Why Testing Relatives Is Helpful

Each child gets an entirely different combination of their parent's chromosomes (unless they are identical twins). This means that you can match with someone that a sibling (or other relative) does not.

Sibling inheritance can vary

In this example, you can see how the children match different segments of their grandparent's chromosomes. A match with a distant cousin in the dark blue section for Child #1 would not be present at all for Child #2. And Child #1 wouldn't match any relatives on the maternal grandmother's line on this chromosome due to lack of recombination.

IMPORTANT!

If you don't match someone, this does not always mean you are not related. It's possible that matching segments from an ancestor simply weren't passed down to each of you. A match to one of your known relatives may still be your cousin, even if you don't match them - especially if their segments align on your chromosome map to your ancestor. Testing additional relatives can be helpful in finding additional cousins and unknown ancestors. They will establish a family baseline with which to triangulate to determine genetic ancestry lines.
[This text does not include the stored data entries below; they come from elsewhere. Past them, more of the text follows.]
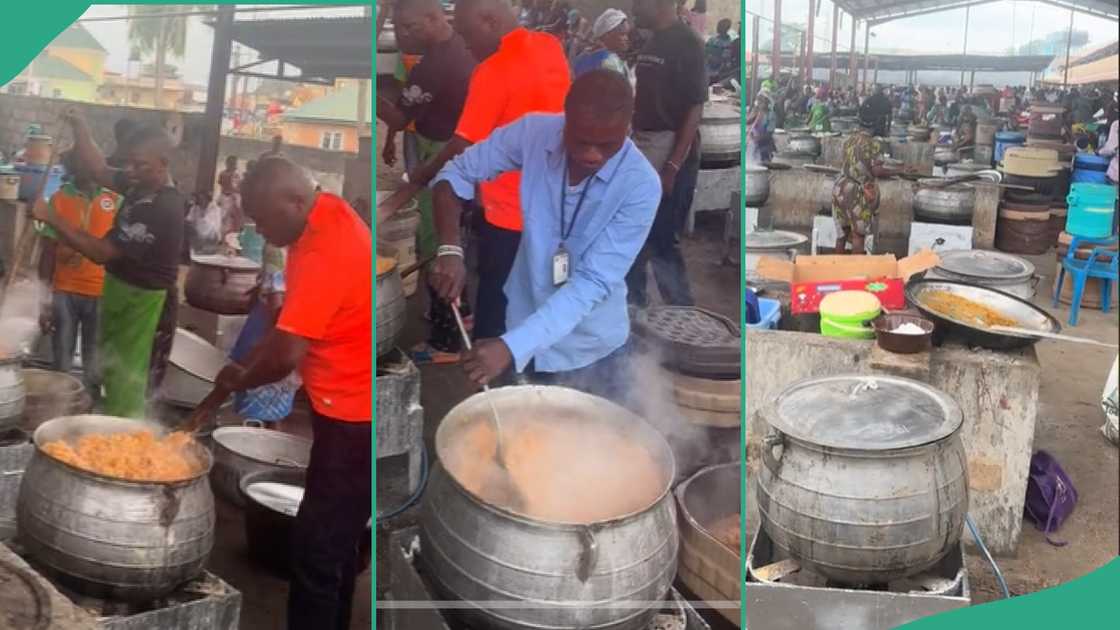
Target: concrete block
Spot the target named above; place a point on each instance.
(985, 214)
(998, 394)
(61, 613)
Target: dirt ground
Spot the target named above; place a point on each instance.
(1069, 427)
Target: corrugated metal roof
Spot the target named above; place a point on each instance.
(886, 10)
(76, 36)
(328, 47)
(46, 66)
Testing older relatives (especially parents and grandparents) will get you an extra generation (or 2 or 3) further back in time - enough to discover cousin connections that would otherwise be impossible!

Useful Notes and Tips

Strategies If You Were Adopted or Don't Know Your Parent(s)

If you were adopted and don't have any known DNA relatives or genealogy information, then you will need to establish possible relationships with matches. A match with Gen = 4 means you probably share the same great-great-grandfather. Collect surname lists and family trees for matches. Continue to connect with additional cousins to find common surnames. Triangulate with multiple cousins to add credibility to your possible relationships - if two of your matches both share the same great-great-grandfather, that person or someone on his line is probably your ancestor. As you weave together possible relationships, you may discover intersections such as two different possible great-great-grandfathers who had grandchildren who married each other - they are probably your grandparents!

This is essential genealogy research in reverse - instead of trying to expand your lines and find new distant ancestors, you want to discover multiple possible ancestors and try to find where they or their descendants intersect.